A New Series: One Minute Reviews of
Books by Vermont Authors
Laura's column "One Minute Reviews" has appeared bi-weekly in Wilmington, Vermont's Deerfield Valley News since 2015. In April 2018, she found that no Vermont periodical consistently reviews all commercially published fiction and non-fiction by Vermont authors, so she started a series to fill that void. Published reviews from that series and some earlier reviews of local authors are listed with links to a scan of the printed copy. Reviews still in queue are listed without links until they appear in print.
The books reviewed in this series are available through Wilmington's Pettee Memorial Library, the Whitingham Free Public Library, and locally owned Bartleby's Books in Wilmington.
Deerfield Valley News, 7/1/2021
A Compassionate Story about Opioid Addiction and Healing in Rural Vermont.
Brett Ann Stanciu, Unstitched: My Journey to Understand Opioid Addiction and How People and Communities Can Heal. Steerforth Press, 2021.
Brett Stanciu, writer, recently-divorced single mother of two girls, has taken a job as director of the one-room library in Woodbury, Vermont to supplement her meager income. One Monday morning, she opens the library’s door and finds the room filled with cigarette smoke. Calling a library trustee, Stanciu learns that “everybody knows” Woodbury resident and rumored heroin addict John Baker has a history of breaking into the library, ignoring the “no trespass” served him by the school’s lawyer. Alarmed, Stanciu calls the state police. Told that she needs proof that Baker is the intruder, she borrows a game camera and gets his picture, but to no avail. One winter night, the library trustee sees the lights on in the library, bursts in on Baker, and shouts at him as he flees. He goes home and shoots himself.

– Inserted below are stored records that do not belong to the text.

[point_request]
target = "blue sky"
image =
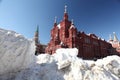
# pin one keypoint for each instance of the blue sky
(101, 17)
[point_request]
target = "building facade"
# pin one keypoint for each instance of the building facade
(115, 43)
(66, 35)
(39, 48)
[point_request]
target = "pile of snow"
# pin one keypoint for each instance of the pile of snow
(17, 62)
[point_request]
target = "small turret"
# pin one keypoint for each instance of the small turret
(36, 37)
(55, 21)
(115, 37)
(65, 13)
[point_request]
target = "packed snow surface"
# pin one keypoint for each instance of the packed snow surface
(17, 62)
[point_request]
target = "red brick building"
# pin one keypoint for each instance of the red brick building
(66, 35)
(115, 42)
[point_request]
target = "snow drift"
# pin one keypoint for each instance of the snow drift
(17, 62)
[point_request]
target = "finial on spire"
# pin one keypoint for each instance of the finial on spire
(55, 19)
(65, 9)
(72, 21)
(110, 37)
(115, 37)
(37, 28)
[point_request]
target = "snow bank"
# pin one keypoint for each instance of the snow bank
(16, 52)
(17, 62)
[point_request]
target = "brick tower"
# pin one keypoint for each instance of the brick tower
(65, 35)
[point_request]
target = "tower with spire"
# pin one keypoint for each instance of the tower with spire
(36, 37)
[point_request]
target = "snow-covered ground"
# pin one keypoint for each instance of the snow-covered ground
(17, 62)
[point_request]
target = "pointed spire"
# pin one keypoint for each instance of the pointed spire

Baker’s suicide haunts Brett. In retrospect, she realizes her efforts to get him arrested have stemmed from fear—not just of Baker (whom she doesn’t know) but of addiction itself. She remembers passing him one day as he sat on the church steps. Would it have helped if instead of looking away, she’d stopped and talked to him? That question is followed by a larger one: what does she know about opioid addiction? Nothing. The following spring, Stanciu attends a workshop given by the Department of Libraries to train librarians in the use of Narcan, the nasal spray that can save addicts who have overdosed. At that session, she hears a talk by a recovering alcoholic, who calls addiction a disease and mentions its genetic component. That speech starts her on a quest to understand addiction in small Vermont towns like her own. In a series of chapters lovingly set in Woodbury and its environs, Stanciu describes her conversations with three addicts in recovery who talk of their unspeakable pasts, their terror of arrest, and the guilt that has followed them into recovery. She portrays her diner lunch with a nurse at the Hardwick Health Center, who introduces her to the concept of MAT (medical assisted treatment) and the importance of treating addiction as a disease, not a moral failing. She relates her discussion of Vermont’s place in drug transfers with the Hardwick police chief. Most movingly, she describes her meetings with a couple who are setting up a recovery center in name of their beautiful daughter who overdosed after years of addiction. At home by her wood fire, Stanciu studies the history of OxyContin, whose prescription sales grossed the Sackler family a billion dollars each year for twenty years, the CDC’s 2016 crackdown on opioid prescriptions, and the heroin dealing that increased geometrically after OxyContin was no longer easily available. And gradually, amidst Stanciu’s reflections on her past as she cooks delicious meals and swims with her kids, her own struggle with alcoholism emerges—one that she kept secret, feared, and overcame out of love for her two daughters. By the end of her quest, she has faced her fear and allowed herself to talk of her own addiction when she talks with other addicts in recovery and those who have helped them.
The book’s title comes from the conversation between Stanciu and the father of the girl who overdosed. Looking at the church that will become a social center not just for those in recovery but for everybody in town, Stanciu remarks “everyone’s so busy working that no one seems to have time or energy to put into groups ... that used to keep people connected.” He replies, “We’ve come unstitched, ... We’ve got to stitch the darn thing back together.” The stitching, as they have both learned, involves depriving addiction of its social stigma, and realizing that inclusion, support and understanding can help to cure what fear, the threat of prison, and social ostracism cannot. This is a deeply compassionate and extremely important book. Every Vermonter should read it.